BMW promises that the change can be felt through the accelerator with sharp engine response and a direct transmission of power to the drivetrain.
In characteristic race car fashion, power delivery is exponential starting low and building to a crescendo at redline, all accentuated by the snap, crackle and pop of the wailing six-pot courtesy of a specifically designed exhaust said to deliver a stirring sporty note in the CS.
The CS has multiple drive modes including the mandatory Sport or Sport+ for the engine in the M Setup menu.
All that ‘go’ needs some ‘whoa’ and in this area, the CS scores four-wheel drive (AWD) through an eight-speed M Steptronic transmission with Drivelogic that provides a number of settings ranging from comfort through to track optimised.
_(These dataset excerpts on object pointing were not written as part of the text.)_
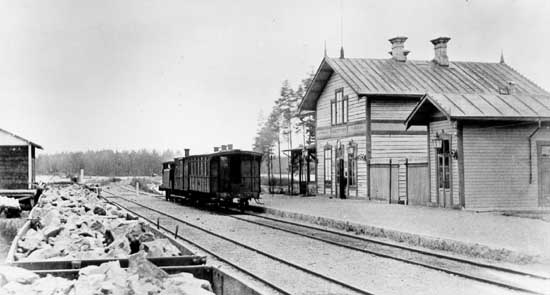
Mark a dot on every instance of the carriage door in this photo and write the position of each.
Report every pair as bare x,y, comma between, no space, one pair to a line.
543,152
444,174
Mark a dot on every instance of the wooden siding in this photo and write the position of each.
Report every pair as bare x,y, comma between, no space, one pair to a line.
408,183
418,191
392,108
496,166
399,146
356,106
14,167
450,129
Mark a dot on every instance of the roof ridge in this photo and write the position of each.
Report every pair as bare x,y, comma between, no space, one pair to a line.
412,60
524,77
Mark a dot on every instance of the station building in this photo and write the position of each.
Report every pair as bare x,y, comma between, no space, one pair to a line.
376,121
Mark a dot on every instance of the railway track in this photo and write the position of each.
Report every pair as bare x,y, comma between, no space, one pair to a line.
307,280
472,270
481,272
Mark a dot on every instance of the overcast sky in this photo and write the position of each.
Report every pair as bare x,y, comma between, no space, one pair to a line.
94,74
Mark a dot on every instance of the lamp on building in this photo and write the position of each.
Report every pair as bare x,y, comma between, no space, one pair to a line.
351,147
437,142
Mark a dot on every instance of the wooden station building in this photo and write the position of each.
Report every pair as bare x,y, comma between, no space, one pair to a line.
17,164
376,120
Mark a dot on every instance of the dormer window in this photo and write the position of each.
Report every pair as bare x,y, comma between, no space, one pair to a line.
339,108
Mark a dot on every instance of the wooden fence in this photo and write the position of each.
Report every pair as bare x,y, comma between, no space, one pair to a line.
400,181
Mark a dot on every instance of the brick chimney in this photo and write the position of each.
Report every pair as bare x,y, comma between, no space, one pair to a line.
398,51
440,48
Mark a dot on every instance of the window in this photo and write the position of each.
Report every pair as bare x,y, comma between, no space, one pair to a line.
352,166
333,112
345,110
339,108
443,164
328,166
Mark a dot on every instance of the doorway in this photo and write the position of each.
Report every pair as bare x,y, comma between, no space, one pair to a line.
444,198
543,152
341,178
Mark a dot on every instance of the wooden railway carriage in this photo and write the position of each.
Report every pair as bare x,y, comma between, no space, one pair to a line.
222,177
167,175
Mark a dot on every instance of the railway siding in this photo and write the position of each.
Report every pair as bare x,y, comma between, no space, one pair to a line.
361,269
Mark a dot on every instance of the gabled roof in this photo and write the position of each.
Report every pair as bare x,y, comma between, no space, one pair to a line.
416,78
481,107
21,138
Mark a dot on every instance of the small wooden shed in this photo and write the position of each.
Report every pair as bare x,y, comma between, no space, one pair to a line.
487,151
17,164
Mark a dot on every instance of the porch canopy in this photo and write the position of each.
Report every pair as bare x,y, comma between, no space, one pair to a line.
504,107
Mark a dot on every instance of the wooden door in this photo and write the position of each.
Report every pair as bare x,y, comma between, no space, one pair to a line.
341,178
444,175
543,152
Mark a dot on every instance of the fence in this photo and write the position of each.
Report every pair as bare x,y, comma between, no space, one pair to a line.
400,181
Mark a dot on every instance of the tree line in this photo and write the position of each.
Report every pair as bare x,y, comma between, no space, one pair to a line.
285,127
104,162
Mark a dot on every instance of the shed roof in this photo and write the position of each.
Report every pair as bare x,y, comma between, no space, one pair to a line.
416,78
20,138
482,107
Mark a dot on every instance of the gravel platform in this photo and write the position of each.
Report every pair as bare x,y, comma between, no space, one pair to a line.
369,272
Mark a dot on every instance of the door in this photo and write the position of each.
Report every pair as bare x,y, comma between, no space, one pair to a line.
444,175
543,152
341,178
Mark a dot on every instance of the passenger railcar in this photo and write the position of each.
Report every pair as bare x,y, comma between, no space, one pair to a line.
222,177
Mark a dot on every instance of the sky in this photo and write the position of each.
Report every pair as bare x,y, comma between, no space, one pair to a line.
132,74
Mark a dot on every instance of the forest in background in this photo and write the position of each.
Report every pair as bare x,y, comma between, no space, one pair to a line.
284,128
105,162
275,133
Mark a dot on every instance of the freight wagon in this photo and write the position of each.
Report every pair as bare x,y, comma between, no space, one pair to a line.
224,177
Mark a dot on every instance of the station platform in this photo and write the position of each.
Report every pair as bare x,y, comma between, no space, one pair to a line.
516,238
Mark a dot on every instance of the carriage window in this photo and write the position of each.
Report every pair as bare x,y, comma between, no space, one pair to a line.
235,168
352,167
333,112
328,167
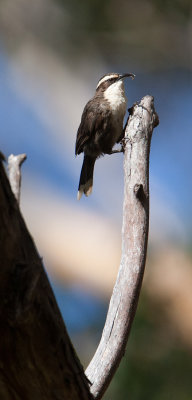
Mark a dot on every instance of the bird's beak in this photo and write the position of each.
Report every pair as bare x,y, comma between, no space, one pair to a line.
121,76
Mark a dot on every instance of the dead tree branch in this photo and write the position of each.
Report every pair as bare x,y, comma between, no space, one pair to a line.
14,168
126,291
37,359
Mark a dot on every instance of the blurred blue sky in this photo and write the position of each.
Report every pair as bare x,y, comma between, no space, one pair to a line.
171,163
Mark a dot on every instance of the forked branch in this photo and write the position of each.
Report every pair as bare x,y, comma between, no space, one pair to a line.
124,299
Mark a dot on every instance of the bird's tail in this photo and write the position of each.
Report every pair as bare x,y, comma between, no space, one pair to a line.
86,177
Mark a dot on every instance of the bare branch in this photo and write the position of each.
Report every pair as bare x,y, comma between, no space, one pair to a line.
126,291
37,359
14,168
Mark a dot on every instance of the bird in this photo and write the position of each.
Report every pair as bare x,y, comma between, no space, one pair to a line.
101,126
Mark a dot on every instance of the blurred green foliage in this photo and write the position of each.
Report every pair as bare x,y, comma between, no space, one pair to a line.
156,365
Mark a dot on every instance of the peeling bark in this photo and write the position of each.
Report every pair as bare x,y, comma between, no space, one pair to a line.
124,299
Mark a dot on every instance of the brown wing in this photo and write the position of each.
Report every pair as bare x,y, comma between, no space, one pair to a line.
91,122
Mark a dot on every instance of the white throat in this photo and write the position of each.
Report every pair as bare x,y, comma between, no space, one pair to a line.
115,95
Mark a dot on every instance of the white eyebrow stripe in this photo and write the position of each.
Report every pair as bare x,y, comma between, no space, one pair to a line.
105,78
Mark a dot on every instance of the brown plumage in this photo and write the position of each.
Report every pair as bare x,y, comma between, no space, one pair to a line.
101,126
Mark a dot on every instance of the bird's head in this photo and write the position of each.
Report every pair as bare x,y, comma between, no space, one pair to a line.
110,79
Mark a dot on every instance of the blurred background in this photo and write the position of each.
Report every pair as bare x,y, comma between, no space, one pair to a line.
52,54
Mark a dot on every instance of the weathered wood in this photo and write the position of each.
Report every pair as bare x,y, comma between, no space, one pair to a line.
126,291
37,359
14,168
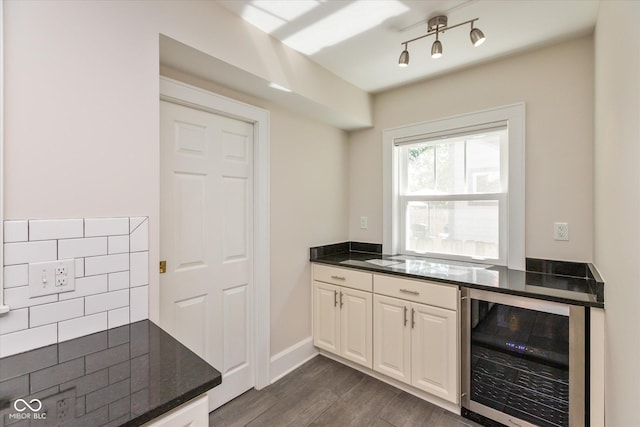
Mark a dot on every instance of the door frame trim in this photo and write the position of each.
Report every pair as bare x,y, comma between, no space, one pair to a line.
191,96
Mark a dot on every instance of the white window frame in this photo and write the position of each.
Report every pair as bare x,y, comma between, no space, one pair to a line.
514,208
3,307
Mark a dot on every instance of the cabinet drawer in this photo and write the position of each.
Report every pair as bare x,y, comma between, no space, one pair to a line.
343,277
430,293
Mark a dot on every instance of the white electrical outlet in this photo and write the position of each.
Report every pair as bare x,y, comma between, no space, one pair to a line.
561,231
364,222
51,277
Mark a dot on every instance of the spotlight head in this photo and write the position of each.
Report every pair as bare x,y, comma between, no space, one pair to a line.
404,58
436,49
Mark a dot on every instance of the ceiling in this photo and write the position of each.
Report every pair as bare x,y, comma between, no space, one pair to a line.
360,41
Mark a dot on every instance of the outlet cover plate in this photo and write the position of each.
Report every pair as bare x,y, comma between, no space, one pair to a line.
561,231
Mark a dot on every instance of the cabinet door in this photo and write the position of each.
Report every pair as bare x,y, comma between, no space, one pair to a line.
434,352
392,338
356,320
194,413
326,317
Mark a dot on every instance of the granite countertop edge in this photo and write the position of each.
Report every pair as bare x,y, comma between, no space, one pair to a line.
172,404
140,355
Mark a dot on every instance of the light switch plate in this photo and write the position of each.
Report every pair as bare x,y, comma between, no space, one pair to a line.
51,277
561,231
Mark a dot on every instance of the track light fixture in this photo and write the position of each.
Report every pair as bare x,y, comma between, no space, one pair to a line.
437,25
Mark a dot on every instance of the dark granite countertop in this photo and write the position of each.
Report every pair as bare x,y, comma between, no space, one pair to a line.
124,376
560,281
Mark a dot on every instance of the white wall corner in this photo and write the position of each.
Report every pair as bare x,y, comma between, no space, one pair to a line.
291,358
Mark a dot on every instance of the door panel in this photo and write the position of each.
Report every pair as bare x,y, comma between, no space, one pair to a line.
356,326
188,314
206,206
434,352
392,339
189,192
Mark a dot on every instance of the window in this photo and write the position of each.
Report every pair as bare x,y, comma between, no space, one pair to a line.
454,188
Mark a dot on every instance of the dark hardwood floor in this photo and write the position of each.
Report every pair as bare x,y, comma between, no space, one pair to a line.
323,392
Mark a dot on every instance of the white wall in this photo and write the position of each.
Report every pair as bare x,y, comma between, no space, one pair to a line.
556,83
308,206
82,129
617,201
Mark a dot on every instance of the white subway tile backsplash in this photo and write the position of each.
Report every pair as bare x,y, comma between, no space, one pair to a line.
111,255
106,264
16,275
49,229
118,280
28,339
105,302
55,312
118,244
16,231
87,286
74,328
139,303
80,248
118,317
19,298
140,237
24,252
15,320
139,273
106,226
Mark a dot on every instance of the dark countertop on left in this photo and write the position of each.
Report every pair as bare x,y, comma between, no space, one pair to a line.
560,281
124,376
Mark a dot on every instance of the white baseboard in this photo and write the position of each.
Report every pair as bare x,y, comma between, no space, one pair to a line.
291,358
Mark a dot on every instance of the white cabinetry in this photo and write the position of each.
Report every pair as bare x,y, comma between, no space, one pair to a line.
417,343
194,413
342,310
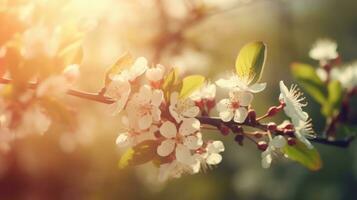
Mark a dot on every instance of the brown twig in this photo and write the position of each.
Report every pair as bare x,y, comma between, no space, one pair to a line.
215,122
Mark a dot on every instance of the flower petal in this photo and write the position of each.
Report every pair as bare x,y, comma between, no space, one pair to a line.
215,147
166,148
157,98
214,159
223,105
174,98
189,126
168,129
257,87
278,141
174,114
226,116
145,122
191,112
192,142
183,154
266,161
123,139
240,115
245,98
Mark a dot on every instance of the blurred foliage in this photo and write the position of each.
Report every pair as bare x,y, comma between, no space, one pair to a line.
42,168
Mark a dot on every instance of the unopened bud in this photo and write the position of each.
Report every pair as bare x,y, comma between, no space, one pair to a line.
239,139
237,129
273,111
289,126
262,145
272,126
289,132
291,141
200,104
252,116
258,134
210,104
224,130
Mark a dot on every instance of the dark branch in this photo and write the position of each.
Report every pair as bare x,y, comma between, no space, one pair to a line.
216,122
322,140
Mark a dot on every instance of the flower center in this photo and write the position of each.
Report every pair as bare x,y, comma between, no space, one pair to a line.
235,104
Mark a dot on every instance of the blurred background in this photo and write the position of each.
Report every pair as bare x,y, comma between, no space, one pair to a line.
83,165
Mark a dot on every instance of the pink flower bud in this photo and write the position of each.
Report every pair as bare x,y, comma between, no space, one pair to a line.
262,145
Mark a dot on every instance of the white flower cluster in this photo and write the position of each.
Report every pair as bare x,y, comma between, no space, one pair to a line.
171,123
240,97
324,50
292,98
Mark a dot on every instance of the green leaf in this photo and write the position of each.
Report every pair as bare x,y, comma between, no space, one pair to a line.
308,79
170,83
335,95
250,61
191,84
140,154
125,61
309,158
347,130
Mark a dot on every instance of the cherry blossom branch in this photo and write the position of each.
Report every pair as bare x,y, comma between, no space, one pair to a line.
232,125
211,121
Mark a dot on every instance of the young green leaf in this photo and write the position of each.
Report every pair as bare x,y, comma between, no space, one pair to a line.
250,61
170,83
309,158
308,79
191,84
335,95
125,61
140,154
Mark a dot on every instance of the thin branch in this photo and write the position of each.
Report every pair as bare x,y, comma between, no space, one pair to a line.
212,121
322,140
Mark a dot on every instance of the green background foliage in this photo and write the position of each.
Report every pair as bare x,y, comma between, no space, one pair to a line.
288,27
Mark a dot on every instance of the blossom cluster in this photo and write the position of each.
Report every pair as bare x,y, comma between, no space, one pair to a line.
325,51
152,113
170,122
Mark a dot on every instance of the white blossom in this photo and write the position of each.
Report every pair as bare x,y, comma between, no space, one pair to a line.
235,107
207,92
182,141
302,124
303,130
182,108
131,138
274,149
293,100
144,107
234,82
212,155
324,50
347,75
119,90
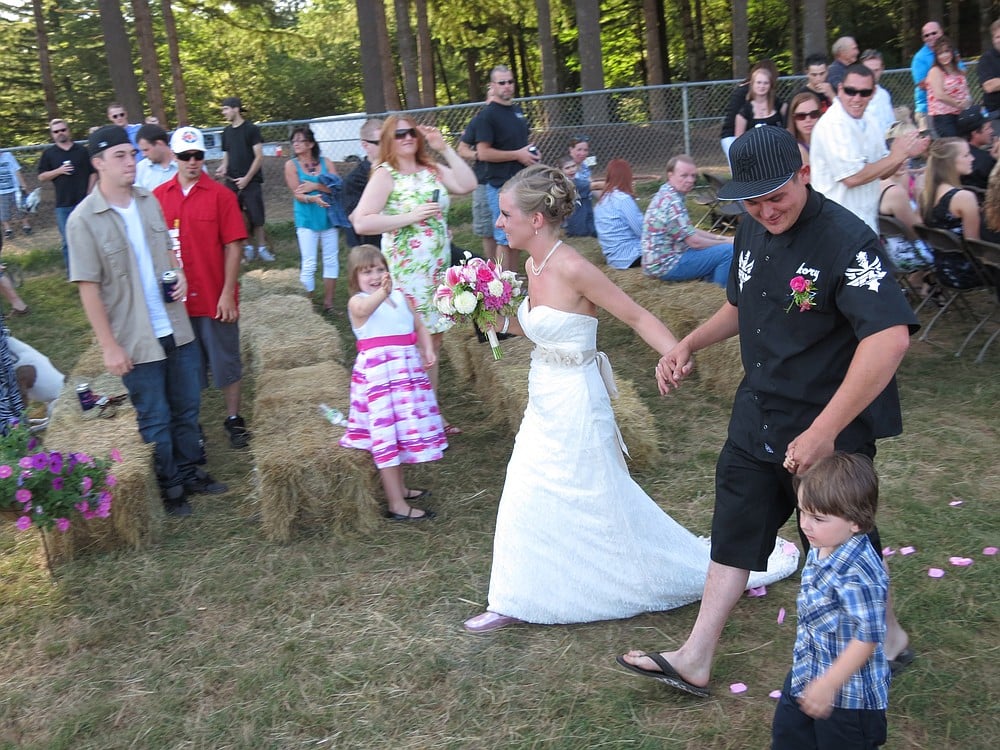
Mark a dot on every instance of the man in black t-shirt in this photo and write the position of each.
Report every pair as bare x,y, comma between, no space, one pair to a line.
67,166
502,143
242,160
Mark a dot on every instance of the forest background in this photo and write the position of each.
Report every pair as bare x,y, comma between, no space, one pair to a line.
298,59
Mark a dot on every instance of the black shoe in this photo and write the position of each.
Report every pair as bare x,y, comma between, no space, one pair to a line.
178,509
239,436
203,484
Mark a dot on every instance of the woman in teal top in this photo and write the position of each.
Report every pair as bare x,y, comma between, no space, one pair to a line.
312,224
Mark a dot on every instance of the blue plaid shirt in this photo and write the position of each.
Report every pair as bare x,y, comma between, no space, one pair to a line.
842,599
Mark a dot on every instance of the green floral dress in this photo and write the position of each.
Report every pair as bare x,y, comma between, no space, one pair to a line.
418,254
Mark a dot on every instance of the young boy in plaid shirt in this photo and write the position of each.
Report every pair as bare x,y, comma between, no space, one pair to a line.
838,689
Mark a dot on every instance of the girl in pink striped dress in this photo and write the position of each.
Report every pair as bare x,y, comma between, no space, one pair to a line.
394,414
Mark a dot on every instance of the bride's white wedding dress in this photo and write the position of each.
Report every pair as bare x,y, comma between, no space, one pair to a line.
576,539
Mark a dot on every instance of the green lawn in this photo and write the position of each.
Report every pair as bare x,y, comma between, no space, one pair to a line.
219,639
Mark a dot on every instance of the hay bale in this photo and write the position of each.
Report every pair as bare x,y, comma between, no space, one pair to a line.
279,331
503,386
306,480
263,282
683,307
136,519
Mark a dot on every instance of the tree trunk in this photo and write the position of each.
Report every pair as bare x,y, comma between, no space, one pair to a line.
588,23
150,65
814,27
546,45
371,62
44,61
388,69
741,40
119,53
407,54
176,72
425,51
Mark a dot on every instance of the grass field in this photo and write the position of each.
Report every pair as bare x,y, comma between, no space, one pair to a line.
218,639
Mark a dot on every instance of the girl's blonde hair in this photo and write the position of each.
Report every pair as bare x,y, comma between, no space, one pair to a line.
359,259
942,169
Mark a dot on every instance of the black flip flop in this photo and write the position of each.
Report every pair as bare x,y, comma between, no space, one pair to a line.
667,675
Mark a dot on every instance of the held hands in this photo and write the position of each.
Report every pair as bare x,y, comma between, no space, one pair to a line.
807,449
817,699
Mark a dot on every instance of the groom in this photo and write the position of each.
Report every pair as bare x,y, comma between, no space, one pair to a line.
819,375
The CS features M xDrive which uses an electronically controlled multi-plate clutch in the transfer case to ensure fully variable and smooth distribution of the engine’s power between the front and rear wheels. It works in concert with the car’s Active M Differential at the rear.
As well as an electronically limited top speed of 305km/h – suggesting 200mph potential if unrestrained – the CS comes with complimentary enrolment in the BMW M Advance 2 driving course at the hands of the nationwide BMW Driving Experience. Thank goodness for that.
The car’s chassis dynamics can accommodate the demands of high-speed circuit driving in terms of suspension, M compound brakes and tyres. M Carbon ceramic brakes are optional.
Underlining the lengths to which engineers went with the M3 CS are the individually tuned axle kinematics and bespoke wheel camber settings, dampers, auxiliary springs and anti-roll bars that serve to optimise steering precision, transmission of lateral control forces when cornering, spring and damping response and wheel location.
Standard kit includes 19-inch front and 20-inch rear M light alloy forged wheels, extensive use of exposed carbon fibre body parts including the roof, interior parts such as the paddle shifters and a titanium exhaust that together shave some 20kg off the bulk of the CS.
Inside the leather upholstered luxury sports car cockpit features digital technology and exclusive design elements together with specifically designed bucket seats.
Cabin tech’ includes curved in dash screens and the latest-generation BMW iDrive system.
If all that doesn’t float your boat, there’s an options list available to customise your M3 CS more to your liking.